The court agreed with Continental.  First, citing numerous Warsaw Convention cases and that treaty’s drafting minutes, the court ruled that subjecting the Article 35(1) two-year period to the “various tolling provisions of the member states” would be contrary to the Montreal Convention’s policy goal of achieving uniformity of the rules governing international air transportation claims.  Second, the court rejected the plaintiff’s tolling argument on the grounds that the Texas discovery rule does not apply where the accrual of a limitation period is “specifically defined by law,” and that Article 35(1) “unequivocally prescribes” the accrual date as the date of the arrival of the flight.  Accordingly, the court granted Continental’s motion to dismiss.

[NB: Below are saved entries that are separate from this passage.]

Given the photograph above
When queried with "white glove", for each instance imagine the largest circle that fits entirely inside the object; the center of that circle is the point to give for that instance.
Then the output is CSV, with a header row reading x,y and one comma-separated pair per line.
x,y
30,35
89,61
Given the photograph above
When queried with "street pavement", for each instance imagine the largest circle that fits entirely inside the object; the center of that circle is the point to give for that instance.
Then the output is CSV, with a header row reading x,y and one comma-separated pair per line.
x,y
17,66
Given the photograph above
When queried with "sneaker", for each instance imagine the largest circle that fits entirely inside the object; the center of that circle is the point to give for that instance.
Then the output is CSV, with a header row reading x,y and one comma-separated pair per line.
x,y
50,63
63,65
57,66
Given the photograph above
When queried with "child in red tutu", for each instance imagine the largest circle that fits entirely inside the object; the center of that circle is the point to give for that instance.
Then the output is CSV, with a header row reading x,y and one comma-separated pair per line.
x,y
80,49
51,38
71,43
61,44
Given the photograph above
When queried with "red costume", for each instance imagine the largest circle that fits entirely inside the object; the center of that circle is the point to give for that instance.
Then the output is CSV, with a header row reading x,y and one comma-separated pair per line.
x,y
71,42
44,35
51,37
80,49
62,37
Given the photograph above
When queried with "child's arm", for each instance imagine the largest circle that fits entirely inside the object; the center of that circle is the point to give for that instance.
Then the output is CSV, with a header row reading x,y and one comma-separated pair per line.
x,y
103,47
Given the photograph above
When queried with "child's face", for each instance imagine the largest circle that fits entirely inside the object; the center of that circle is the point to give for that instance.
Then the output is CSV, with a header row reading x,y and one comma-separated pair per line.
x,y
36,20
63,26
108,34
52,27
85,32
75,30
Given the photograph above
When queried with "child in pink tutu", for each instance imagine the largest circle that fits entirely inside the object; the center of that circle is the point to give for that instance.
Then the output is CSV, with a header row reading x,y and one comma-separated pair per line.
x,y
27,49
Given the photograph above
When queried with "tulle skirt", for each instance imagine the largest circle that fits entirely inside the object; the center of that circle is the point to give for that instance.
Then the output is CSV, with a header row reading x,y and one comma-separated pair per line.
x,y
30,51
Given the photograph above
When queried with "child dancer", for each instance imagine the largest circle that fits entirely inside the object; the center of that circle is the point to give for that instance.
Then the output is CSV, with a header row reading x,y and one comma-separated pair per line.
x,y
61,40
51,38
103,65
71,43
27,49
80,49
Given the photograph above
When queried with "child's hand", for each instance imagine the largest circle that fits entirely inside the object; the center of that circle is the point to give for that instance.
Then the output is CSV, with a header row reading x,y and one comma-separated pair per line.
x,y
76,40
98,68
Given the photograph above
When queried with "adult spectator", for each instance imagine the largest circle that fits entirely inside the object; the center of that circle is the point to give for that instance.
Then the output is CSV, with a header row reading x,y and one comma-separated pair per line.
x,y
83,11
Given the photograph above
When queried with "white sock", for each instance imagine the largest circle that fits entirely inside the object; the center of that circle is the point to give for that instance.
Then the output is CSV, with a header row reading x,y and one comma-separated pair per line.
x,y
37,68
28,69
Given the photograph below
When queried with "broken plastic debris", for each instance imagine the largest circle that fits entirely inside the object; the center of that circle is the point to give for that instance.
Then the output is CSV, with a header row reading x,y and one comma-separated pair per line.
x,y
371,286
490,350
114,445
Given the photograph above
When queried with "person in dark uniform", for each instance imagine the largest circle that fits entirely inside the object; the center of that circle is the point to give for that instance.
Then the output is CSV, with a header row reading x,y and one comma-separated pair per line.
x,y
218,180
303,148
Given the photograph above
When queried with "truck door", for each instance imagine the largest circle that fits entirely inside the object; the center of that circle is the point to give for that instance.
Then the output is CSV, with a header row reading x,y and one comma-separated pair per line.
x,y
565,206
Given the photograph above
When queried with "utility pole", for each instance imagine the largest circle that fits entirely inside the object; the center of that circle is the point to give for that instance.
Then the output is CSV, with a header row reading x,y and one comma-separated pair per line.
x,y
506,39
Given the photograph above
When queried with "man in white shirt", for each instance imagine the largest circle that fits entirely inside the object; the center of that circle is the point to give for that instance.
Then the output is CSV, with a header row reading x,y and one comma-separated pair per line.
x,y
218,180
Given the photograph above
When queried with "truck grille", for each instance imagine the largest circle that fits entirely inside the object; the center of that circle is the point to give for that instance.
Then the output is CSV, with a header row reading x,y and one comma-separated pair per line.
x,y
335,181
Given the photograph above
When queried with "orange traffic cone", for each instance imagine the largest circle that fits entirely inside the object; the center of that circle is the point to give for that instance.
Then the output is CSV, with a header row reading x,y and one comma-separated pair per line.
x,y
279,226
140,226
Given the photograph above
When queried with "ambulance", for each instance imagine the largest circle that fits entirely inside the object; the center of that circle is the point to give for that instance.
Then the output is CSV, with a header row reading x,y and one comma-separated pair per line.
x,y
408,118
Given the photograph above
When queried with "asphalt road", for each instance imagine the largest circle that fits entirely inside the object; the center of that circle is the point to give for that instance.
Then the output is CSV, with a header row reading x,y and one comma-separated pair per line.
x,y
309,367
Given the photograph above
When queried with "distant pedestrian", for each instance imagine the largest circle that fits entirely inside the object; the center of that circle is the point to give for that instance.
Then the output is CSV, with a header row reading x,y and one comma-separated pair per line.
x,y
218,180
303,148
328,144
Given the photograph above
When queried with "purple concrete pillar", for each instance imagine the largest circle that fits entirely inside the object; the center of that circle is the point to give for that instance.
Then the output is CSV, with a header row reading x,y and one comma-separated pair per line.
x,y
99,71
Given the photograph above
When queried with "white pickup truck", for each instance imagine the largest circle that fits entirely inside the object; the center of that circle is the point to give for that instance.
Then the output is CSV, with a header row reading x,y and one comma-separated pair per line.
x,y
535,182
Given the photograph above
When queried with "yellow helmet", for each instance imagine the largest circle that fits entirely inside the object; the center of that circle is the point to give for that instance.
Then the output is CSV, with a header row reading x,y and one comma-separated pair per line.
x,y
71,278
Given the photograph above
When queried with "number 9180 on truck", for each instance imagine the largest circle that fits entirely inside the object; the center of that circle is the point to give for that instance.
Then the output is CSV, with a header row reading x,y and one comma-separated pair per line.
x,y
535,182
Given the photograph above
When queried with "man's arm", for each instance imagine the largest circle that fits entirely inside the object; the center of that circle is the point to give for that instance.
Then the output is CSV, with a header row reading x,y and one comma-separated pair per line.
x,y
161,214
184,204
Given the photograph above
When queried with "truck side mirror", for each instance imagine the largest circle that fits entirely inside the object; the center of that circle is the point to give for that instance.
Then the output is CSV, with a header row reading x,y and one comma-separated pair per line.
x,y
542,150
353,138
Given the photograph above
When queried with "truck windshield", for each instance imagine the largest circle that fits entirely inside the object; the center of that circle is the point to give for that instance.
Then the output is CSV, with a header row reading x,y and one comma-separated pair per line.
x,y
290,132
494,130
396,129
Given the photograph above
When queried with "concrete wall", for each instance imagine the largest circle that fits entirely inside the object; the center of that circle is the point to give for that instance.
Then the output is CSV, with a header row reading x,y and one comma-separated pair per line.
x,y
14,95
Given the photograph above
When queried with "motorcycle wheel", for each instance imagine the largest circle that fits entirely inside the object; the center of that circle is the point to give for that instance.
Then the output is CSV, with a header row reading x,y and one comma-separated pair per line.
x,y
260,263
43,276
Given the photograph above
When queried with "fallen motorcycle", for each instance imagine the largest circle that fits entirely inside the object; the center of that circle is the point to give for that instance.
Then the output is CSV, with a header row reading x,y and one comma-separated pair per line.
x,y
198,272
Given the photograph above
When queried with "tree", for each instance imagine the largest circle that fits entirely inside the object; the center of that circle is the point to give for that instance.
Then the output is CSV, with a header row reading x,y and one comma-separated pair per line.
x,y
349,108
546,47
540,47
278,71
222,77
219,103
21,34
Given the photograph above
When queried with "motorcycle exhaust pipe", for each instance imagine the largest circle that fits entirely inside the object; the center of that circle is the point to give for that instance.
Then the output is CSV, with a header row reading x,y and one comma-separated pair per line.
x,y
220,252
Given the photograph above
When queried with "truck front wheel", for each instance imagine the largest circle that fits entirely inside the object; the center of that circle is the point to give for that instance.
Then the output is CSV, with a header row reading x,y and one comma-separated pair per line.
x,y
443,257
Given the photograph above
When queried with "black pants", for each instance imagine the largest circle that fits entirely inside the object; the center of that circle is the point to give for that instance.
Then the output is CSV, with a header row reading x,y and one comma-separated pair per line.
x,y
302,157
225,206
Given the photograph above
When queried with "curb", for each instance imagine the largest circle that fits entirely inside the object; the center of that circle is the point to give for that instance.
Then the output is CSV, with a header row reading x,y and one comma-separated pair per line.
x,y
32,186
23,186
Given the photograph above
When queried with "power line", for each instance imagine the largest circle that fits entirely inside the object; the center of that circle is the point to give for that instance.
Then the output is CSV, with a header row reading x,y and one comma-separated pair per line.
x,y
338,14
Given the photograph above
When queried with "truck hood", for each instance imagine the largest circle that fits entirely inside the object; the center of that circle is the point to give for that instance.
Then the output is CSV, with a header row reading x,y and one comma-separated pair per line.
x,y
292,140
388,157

DOT enforces consumer-friendly interpretation of Montreal Convention baggage liability provisions

January 4, 2011

As previously reported, on March 26, 2009 DOT issued a “Guidance on Airline Baggage Liability and Responsibilities of Code-Share Partners Involving International Itineraries” that states in part as follows:  “Although carriers may wish to have tariff terms that prohibit passengers from including certain items in checked baggage, once a carrier accepts checked baggage, whatever is contained in the checked baggage is protected, subject to the terms of the [Montreal] Convention, up to the limit of 1000 SDRs (Convention, Article 22, para. 2).”  (On December 30, 2009, the 1,000 SDR limit was increased to 1,131 SDRs, which is currently equivalent to about $1,750.)

Upon receiving a consumer complaint after the 90-day grace period for compliance with the Guidance, DOT initiated an enforcement action regarding Air France’s policies and practices with respect to items of checked baggage lost or damaged in transit to or from the United States.  DOT’s specific concern was over the airline’s General Conditions of Carriage, which disclaimed liability for “valuable, fragile or perishable items” in checked baggage and the reliance of the airline’s Customer Relations Department on such disclaimer to deny liability for the loss or damage of jewelry, electronic equipment and similar items.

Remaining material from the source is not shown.